Dept. of Biotechnology and Food Science, Norwegian Univ. of Science and Technology (NTNU), NO-7491, Trondheim, Norway.
Dept. of Processing Technology, Nofima AS, P.O. Box 327, NO-4002, Stavanger, Norway.
J Food Sci. 2018 Dec;83(12):3099-3109. doi: 10.1111/1750-3841.14384. Epub 2018 Nov 15.

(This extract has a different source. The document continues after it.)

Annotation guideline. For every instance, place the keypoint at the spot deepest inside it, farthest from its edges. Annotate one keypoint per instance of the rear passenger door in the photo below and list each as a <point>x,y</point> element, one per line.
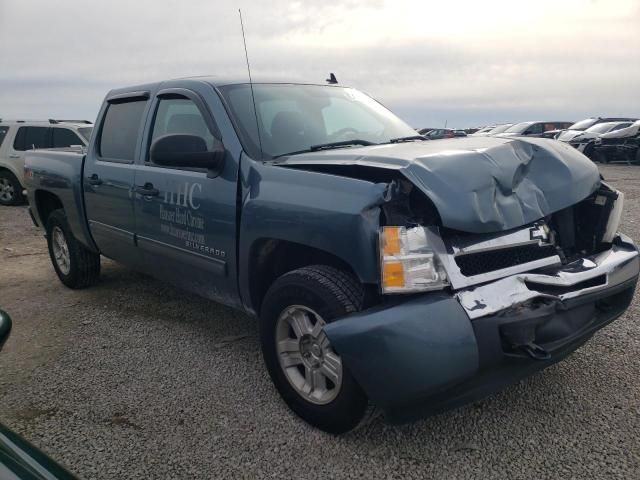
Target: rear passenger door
<point>186,217</point>
<point>108,177</point>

A comparative evaluation on the effect of carbon dioxide (CO ) on quality and shelf life of Atlantic salmon loins pasteurized with microwave and conventional technology was conducted. The experimental design allowed CO to enter the salmon muscle before (soluble gas stabilization [SGS] + vacuum) or after pasteurization (CO emitter + vacuum), whereas the control samples (vacuum only) were not presented for CO . This setup resulted in six different groups; three heated with microwaves and three with conventional pasteurization. The core temperature of microwave samples was 58.8 ± 2.2 °C, whereas the surface temperature was equal to the oven temperature (62 °C) during conventional pasteurization and close to the core temperature during microwave pasteurization (57.6 ± 1.4 °C). Microwave-heated samples showed higher microbial growth; decreased shelf life; and darker (lower L -value), more reddish (higher a -value), and yellowish (higher b -value) colors compared to conventional-heated salmon. Lowest liquid loss (LL) was observed in salmon packaged with the CO emitter, whereas a SGS step prior to pasteurization did not affect the LL negatively as compared to samples packaged in vacuum only. Treatment with CO , independent of the prestep using SGS or an emitter, resulted in increased shelf life. Protein denaturation, microbial growth, product color, product shelf life, and sensory properties of the salmon loin were significantly affected by the applied pasteurization method (microwave- or conventional pasteurization). However, the heat load was probably too high to detect differences resulting from the pretreatment using SGS or packaging with CO emitter. PRACTICAL APPLICATION: Recent developments with increased time pressure from both work and past time activities have led to a tremendous increase in the demand for convenient, tasty ready-to-use food options. Furthermore, contemporary trends for consumption of fresh or lightly processed seafood stress the need to develop processing methods that allow a fulfillment of these demands, while still offering a reasonable shelf life. Carbon dioxide in combination with either microwave or conventional pasteurization is innovative processing technology that can meet consumer's demand of such products.
对二氧化碳(CO )对经微波和传统技术巴氏杀菌的大西洋三文鱼鱼片质量和保质期影响进行了对比评估。实验设计允许 CO 在巴氏杀菌前(可溶气体稳定化(SGS)+真空)或之后(CO 发射器+真空)进入三文鱼肌肉,而对照样品(仅真空)则不呈现 CO 。这种设置导致了六种不同的组;三种用微波加热,三种用传统巴氏杀菌加热。微波样品的中心温度为 58.8 ± 2.2°C,而表面温度等于传统巴氏杀菌的烤箱温度(62°C),并且接近微波巴氏杀菌的中心温度(57.6 ± 1.4°C)。微波加热的样品显示出更高的微生物生长;保质期缩短;颜色更暗(较低的 L 值),更红(较高的 a 值),更黄(较高的 b 值),与传统加热的三文鱼相比。在 CO 发射器包装的三文鱼中观察到最低的液体损失(LL),而与仅在真空包装的样品相比,在巴氏杀菌前进行 SGS 步骤并没有产生负面影响。CO 的处理,独立于使用 SGS 或发射器的预步骤,导致保质期延长。蛋白质变性、微生物生长、产品颜色、产品保质期和三文鱼鱼片的感官特性均受到应用巴氏杀菌方法(微波或传统巴氏杀菌)的显著影响。然而,热负荷可能太高,无法检测到由于使用 SGS 预处理或用 CO 发射器包装而导致的差异。 实际应用:工作和过去时间活动的时间压力增加导致对方便、美味的即用型食品的需求急剧增加。此外,当代对新鲜或轻度加工海鲜的消费趋势强调需要开发加工方法,以满足这些需求,同时仍提供合理的保质期。CO 与微波或传统巴氏杀菌相结合是一种创新的加工技术,可以满足消费者对这类产品的需求。